なにせ今の俺は極限まで集中状態ではない。今の俺は焦りと怒り、そして後悔という雑念にも等しい位の感情を抱いている。
基本的に人に関心を持たない俺だが、信頼を持った人物に対してはとてつもなく大切に思うことが多々ある。
"星川"もそうだったのだ。無の部屋にいたとき彼女は俺に人一倍優しく接してくれた。だから俺も星川を信用し、心を開いた。
だが、その星川は死んでしまった。それが俺にとっての引き金であり、今の俺がある象徴だ。
彼女が死んだからなどと言うつもりはない。彼女が生きてさえいれば俺はまた違った道を歩んでいたことだろう。

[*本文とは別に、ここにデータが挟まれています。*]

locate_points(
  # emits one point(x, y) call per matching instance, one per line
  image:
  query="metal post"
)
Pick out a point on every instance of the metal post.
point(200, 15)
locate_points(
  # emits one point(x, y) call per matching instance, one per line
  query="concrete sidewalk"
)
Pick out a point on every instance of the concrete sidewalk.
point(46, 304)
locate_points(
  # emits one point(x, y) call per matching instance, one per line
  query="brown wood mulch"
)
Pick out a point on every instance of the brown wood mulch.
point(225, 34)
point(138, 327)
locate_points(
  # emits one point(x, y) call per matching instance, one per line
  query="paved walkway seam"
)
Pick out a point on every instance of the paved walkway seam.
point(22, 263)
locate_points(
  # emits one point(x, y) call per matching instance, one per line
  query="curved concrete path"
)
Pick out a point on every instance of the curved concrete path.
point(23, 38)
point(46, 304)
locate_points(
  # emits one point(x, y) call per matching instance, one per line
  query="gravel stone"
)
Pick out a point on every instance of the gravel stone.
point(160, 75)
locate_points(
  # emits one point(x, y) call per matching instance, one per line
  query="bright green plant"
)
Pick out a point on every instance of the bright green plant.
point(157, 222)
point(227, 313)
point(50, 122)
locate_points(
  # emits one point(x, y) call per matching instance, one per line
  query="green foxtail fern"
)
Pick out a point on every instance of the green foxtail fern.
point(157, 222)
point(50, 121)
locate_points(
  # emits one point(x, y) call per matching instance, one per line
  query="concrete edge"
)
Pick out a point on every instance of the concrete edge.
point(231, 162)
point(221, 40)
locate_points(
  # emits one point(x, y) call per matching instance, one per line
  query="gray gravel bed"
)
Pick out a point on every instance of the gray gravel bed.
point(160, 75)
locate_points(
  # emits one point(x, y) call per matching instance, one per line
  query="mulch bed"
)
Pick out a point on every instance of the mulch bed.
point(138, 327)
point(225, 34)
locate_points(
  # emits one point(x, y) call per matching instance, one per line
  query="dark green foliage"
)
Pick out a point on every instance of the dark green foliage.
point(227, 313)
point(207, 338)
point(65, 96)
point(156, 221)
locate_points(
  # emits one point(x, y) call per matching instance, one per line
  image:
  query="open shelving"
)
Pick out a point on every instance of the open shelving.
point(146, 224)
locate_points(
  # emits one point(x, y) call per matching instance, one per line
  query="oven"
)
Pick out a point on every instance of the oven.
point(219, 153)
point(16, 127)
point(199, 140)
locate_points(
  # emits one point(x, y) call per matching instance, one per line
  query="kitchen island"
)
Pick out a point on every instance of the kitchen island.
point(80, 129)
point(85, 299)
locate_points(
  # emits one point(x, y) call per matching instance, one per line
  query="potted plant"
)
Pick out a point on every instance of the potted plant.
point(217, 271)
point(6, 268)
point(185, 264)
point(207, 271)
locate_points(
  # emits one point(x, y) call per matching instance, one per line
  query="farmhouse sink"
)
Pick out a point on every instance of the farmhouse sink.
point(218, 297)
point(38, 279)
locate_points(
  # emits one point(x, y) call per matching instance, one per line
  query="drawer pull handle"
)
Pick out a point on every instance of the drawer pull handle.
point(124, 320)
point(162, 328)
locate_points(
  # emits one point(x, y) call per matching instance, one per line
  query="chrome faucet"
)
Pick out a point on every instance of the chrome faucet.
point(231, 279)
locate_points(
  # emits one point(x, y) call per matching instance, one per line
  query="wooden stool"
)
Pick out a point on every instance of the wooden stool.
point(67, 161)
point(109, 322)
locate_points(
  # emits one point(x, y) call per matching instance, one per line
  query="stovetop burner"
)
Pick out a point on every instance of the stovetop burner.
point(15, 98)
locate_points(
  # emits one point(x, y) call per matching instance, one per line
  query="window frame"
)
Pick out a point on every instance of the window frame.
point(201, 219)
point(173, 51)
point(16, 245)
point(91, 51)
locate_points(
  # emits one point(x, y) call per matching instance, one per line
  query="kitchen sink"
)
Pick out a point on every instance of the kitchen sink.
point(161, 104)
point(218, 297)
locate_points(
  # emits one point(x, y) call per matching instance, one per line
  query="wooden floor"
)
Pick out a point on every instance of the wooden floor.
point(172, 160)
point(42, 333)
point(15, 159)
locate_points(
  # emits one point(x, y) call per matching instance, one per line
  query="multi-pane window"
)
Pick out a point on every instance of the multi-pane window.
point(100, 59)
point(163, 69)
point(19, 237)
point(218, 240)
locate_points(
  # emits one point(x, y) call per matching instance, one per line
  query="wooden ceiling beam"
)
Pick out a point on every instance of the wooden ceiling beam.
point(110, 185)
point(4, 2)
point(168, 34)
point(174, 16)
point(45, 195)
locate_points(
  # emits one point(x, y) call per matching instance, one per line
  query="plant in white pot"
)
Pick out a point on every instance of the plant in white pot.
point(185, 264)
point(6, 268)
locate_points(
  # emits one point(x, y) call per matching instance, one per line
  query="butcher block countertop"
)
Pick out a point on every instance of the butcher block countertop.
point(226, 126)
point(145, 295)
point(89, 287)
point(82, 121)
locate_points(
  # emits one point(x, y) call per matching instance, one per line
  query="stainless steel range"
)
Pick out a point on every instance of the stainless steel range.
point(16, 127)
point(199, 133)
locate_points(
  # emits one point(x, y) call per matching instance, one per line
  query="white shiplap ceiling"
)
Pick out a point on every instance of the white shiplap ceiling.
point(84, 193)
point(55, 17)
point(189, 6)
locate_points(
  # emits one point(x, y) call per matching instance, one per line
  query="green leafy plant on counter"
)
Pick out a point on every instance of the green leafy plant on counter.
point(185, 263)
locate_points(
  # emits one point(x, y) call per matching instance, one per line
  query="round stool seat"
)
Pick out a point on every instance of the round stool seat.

この死んだ魚のような目だって光を宿していたはず。逸材にも目覚めていなかっただろう。
そしてら俺はあの部屋からでることはなかったのだろうか。無の部屋から出なかった俺。その姿は見たことがある。Mr.Kと闘った時、彼の下には未来の俺が存在した。未来の俺は俺と違い無の部屋を卒業しなかった存在と言っていた。つまりあれに近い存在になっていたのかもしれないな。
どちらにしても俺の心には後悔しかないようだな。
後悔はしたくない。願うのなら目に入る範囲の人間は守ってみせる。二度と星川が死んだ時のような思いはしたくないと思ったからだ。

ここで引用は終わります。